If employers anticipate that their employees may file a representation petitions, employers should familiarize themselves with the updated representation process and work with counsel to address any concerns.
In the event that a representation petition is filed, employers should be prepared to move quickly in complying with all procedural requirements and challenging the representation petition, if necessary. As employers’ ability to obtain additional time throughout the representation process is significantly curtailed by these changes, employers will also have less time to engage in negotiations during the election and pre-election processes and must have counsel who can capitalize on tight timelines.

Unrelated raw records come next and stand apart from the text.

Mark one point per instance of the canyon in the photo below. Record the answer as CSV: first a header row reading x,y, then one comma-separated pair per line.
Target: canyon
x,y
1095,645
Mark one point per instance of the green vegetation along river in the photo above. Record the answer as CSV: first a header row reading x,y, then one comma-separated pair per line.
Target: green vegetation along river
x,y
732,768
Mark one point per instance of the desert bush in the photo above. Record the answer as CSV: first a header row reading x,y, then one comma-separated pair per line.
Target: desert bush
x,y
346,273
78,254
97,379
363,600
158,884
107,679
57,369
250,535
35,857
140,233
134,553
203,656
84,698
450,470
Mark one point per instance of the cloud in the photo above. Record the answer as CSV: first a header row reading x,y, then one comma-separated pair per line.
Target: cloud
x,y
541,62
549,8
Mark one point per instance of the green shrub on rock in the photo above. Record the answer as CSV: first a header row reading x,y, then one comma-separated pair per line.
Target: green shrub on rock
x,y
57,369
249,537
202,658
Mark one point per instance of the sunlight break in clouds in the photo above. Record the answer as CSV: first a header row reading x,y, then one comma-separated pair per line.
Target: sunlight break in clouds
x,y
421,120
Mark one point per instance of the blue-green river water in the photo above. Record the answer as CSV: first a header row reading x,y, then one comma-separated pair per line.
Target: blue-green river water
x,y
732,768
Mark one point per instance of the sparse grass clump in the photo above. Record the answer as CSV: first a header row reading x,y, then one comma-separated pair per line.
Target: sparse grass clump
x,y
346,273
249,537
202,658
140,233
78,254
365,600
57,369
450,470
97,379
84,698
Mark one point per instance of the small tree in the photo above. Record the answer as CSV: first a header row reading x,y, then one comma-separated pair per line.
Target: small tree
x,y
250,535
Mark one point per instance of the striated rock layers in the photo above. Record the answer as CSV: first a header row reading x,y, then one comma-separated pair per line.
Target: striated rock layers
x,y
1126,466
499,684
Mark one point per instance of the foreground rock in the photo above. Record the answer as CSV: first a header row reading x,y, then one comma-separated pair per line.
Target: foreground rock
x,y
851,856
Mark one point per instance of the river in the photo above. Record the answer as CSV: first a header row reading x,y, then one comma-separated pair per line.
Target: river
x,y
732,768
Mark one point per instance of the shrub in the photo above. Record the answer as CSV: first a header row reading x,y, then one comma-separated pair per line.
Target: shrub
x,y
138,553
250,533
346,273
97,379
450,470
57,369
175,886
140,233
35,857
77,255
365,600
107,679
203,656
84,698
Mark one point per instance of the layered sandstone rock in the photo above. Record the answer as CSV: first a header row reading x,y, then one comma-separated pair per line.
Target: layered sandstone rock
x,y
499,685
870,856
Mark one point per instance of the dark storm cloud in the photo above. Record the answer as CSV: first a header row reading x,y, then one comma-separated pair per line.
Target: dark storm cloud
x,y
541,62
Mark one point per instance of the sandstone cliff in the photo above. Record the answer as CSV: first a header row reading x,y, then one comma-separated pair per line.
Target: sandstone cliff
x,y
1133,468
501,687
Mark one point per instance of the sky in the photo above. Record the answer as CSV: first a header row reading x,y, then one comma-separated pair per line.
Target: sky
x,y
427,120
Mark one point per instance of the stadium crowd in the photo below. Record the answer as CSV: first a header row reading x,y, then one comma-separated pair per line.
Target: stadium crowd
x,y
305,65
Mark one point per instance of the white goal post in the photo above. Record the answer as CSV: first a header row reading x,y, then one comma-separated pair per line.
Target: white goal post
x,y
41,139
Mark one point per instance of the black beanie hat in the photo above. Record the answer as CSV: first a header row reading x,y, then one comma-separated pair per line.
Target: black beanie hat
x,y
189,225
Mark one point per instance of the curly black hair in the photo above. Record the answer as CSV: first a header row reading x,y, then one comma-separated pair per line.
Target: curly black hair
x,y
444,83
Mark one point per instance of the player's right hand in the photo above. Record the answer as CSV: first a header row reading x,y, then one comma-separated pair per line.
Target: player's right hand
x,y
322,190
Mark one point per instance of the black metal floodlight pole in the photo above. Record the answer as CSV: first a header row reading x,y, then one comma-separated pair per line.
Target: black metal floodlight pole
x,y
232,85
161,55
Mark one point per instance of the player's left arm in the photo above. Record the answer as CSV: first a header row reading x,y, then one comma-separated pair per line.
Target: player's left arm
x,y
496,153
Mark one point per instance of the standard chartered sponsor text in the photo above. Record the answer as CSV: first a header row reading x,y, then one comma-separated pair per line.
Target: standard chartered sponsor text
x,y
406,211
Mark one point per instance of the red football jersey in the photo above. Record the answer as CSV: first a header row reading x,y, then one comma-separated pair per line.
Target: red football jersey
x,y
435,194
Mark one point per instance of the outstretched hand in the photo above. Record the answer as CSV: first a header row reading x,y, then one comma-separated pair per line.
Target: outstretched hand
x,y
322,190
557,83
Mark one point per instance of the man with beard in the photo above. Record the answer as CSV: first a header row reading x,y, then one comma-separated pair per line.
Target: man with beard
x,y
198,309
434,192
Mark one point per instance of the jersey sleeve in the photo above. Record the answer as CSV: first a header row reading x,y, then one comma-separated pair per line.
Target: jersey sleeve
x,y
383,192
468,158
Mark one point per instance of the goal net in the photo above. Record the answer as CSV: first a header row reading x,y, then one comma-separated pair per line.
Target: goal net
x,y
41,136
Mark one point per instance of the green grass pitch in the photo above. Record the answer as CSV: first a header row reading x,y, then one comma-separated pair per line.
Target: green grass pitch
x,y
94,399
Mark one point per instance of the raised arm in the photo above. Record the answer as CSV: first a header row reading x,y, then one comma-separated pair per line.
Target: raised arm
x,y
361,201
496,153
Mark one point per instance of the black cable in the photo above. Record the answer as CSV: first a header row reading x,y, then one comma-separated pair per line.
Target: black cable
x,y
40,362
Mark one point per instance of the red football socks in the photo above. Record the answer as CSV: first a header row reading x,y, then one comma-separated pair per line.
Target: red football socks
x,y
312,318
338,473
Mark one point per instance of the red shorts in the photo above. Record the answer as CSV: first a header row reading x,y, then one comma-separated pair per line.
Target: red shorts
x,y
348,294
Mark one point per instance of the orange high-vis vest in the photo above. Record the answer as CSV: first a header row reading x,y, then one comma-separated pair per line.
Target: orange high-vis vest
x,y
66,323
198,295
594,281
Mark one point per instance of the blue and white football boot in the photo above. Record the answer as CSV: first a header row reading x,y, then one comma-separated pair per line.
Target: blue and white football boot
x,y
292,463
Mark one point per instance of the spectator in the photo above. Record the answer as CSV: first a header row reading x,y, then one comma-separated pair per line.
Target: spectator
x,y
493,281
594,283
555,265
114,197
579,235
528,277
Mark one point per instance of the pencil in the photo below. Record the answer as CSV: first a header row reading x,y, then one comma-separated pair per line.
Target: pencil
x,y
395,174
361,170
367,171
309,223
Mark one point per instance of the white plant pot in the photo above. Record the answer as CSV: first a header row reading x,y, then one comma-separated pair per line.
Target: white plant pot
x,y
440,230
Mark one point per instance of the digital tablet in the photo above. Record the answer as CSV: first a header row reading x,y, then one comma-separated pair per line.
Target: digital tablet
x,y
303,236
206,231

Changes in Protected Activity
In Miller Plastic Products, Inc., the NLRB announced its return to a “totality of the circumstances” test for determining what constitutes protected concerted activity by employees under Section 7 of the National Labor Relations Act (the “Act”). Miller Plastic Products, Inc. involved the termination of a worker who raised concerns about COVID-19 safety protocols and the company’s decision to stay open in the beginning of the pandemic. The NLRB ruled that the company violated the Act as the worker was engaged in protected concerted activity. In Miller Plastic Products, Inc., the NLRB overruled its 2019 Alstate Maintenance, LLCdecision, which had narrowed the test for determining concerted activity using a checklist of factors and returned to the 1986 rule in Meyers Industries Inc., providing a fact-specific examination that looks at the totality of the circumstances. The NLRB also addressed the issue of whether single-worker actions constitute protected organizing activity and concluded a holistic approach evaluating whether an individual’s protests have some connection to group or concerted action is warranted.
Similarly, in American Federation for Children, Inc.,the NLRB held that federal labor law protects workers who advocate for nonemployees, such as interns, reversing a Trump-era ruling that allowed employers to penalize employees for aiding unprotected colleagues. Specifically, the NLRB overruled its 2019 Amnesty International decision, which held that the statutory concept of “mutual aid or protection” did not encompass the efforts of statutory employees to help themselves by helping others who are not statutory employees. In American Federation for Children, Inc., the NLRB concluded that the Act protects the efforts of employees who take action to support nonemployees when those actions can benefit the employees who undertake them.
After the shifts announced by Miller Plastic Products, Inc. and American Federation for Children, Inc., employers should be prepared to address employee complaints that could fall into the category of concerted activity or protected advocacy on behalf of nonemployees in a manner that complies with the Act.